One day, driving on the freeway, I saw a giant billboard which said; "Now offering Multimedia Arts at Berkeley City College". It was like an arrow piercing the fog of hopelessness and maybe a way for me to find my feet again. I talked with other friends who had gone back to college and shared with them how I was so overwhelmed the first time, I didn't think I could go back to school. When they explained that they had gone through a similar experience I didn't feel so stupid and with assistance started the first steps. I returned to college at the age of 37 and at that time it was a lifeline.
I have been in school now for five years. It turns out I am a good student. I was on the Dean's list last semester, I am a member of the Phi Theta Kappa and The National Society of Leadership. I am on track to graduate this year and considering a variety of options. My overall goals are;
to facilitate art wellness practices for others, to research the therapeutic effects of ceramics and art journaling, to become proficient at visually communicating important environmental and scientific issues, to support and expand the crucial art of ecofeminism through education and focused art making, to continue to advocate for survivors of domestic violence. In addition I am learning to scuba dive with a goal of participating in coral restoration projects.
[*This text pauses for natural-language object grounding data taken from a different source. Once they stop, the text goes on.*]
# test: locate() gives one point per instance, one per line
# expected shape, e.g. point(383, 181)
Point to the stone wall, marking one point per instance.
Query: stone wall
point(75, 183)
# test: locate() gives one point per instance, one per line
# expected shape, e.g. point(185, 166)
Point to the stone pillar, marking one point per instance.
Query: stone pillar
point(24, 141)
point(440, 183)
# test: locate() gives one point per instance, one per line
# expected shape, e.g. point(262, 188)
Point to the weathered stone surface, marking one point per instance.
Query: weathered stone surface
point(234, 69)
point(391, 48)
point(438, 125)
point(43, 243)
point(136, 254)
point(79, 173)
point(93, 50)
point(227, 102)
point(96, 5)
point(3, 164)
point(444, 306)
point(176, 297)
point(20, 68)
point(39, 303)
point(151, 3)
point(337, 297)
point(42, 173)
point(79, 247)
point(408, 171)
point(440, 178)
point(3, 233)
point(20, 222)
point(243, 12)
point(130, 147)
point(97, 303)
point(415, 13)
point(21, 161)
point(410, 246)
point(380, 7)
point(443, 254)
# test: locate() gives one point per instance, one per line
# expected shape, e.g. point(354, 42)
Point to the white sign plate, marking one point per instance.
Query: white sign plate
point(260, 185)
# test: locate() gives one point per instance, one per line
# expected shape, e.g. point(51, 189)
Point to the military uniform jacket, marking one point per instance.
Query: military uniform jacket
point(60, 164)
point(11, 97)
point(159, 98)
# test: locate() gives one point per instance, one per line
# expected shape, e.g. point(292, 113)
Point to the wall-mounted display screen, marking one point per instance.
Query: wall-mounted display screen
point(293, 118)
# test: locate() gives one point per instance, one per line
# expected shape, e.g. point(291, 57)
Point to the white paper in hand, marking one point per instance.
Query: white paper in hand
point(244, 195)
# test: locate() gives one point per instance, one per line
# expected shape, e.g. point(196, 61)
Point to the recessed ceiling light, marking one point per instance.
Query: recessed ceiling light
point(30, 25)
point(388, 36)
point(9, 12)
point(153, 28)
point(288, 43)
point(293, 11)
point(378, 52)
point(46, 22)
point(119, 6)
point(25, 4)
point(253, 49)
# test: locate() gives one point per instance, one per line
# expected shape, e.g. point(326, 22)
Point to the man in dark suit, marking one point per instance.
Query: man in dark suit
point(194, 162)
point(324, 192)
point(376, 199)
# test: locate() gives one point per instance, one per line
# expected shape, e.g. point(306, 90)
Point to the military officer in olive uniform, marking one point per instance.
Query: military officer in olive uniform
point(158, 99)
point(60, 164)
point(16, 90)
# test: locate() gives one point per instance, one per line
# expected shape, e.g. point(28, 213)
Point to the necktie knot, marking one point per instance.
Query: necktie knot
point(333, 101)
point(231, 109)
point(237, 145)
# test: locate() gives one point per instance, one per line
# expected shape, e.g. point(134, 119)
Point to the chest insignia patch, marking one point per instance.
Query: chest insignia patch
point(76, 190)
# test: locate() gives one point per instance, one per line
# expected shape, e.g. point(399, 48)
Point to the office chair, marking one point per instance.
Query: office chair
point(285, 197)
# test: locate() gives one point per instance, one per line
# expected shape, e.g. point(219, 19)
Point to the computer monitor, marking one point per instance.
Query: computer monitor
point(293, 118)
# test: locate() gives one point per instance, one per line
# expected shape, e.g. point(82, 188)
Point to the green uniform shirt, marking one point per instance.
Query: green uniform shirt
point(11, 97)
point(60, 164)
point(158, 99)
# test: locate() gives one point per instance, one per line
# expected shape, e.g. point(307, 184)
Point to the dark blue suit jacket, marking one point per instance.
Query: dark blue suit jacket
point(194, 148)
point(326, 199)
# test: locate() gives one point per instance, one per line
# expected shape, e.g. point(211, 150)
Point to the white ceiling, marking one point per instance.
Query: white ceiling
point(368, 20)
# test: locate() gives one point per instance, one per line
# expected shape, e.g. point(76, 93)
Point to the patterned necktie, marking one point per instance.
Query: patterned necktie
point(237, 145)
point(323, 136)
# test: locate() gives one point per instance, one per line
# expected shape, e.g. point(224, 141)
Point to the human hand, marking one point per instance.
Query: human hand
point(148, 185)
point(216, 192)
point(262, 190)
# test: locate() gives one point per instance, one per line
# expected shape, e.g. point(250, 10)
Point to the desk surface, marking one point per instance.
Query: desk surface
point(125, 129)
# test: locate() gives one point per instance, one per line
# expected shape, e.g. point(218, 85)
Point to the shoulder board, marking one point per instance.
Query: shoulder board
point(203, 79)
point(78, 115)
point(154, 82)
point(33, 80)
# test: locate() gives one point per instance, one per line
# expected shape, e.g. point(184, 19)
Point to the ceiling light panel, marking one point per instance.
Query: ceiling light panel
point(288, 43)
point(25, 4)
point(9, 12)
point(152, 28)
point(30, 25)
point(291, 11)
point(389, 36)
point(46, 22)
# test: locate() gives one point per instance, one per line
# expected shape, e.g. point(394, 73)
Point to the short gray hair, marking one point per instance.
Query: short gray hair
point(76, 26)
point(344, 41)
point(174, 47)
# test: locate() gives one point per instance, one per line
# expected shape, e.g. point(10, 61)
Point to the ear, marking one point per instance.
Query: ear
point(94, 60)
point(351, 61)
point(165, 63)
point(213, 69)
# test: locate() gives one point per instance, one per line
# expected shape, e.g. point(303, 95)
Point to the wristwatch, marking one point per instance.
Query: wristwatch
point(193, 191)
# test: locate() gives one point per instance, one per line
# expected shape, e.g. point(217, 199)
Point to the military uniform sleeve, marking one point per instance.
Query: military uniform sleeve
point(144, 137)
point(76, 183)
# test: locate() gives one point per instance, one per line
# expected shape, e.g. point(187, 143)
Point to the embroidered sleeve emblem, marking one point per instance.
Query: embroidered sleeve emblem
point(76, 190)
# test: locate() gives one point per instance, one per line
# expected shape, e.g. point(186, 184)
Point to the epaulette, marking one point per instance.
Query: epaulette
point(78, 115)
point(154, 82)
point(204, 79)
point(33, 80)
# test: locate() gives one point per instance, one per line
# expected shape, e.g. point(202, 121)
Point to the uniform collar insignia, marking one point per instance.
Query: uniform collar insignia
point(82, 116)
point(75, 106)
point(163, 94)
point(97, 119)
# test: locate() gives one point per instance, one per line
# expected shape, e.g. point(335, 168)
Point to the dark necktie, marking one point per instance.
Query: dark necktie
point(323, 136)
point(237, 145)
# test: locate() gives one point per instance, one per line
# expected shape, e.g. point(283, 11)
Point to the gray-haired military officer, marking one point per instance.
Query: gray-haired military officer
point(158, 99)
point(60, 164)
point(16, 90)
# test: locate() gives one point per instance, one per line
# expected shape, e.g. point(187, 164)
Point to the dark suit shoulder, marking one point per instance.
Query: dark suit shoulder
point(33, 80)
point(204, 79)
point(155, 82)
When I started on the journey of my college education, I did not know where it would lead me. I have so many interests both in art and environmental studies and now feel I am able to explore my full potential by staying the course. The most important change though, in all of this learning and enrichment, is the fact that I now believe I can do it and want to. As a result, I can encourage others to believe in themselves.

​With love
Gaiagyrl.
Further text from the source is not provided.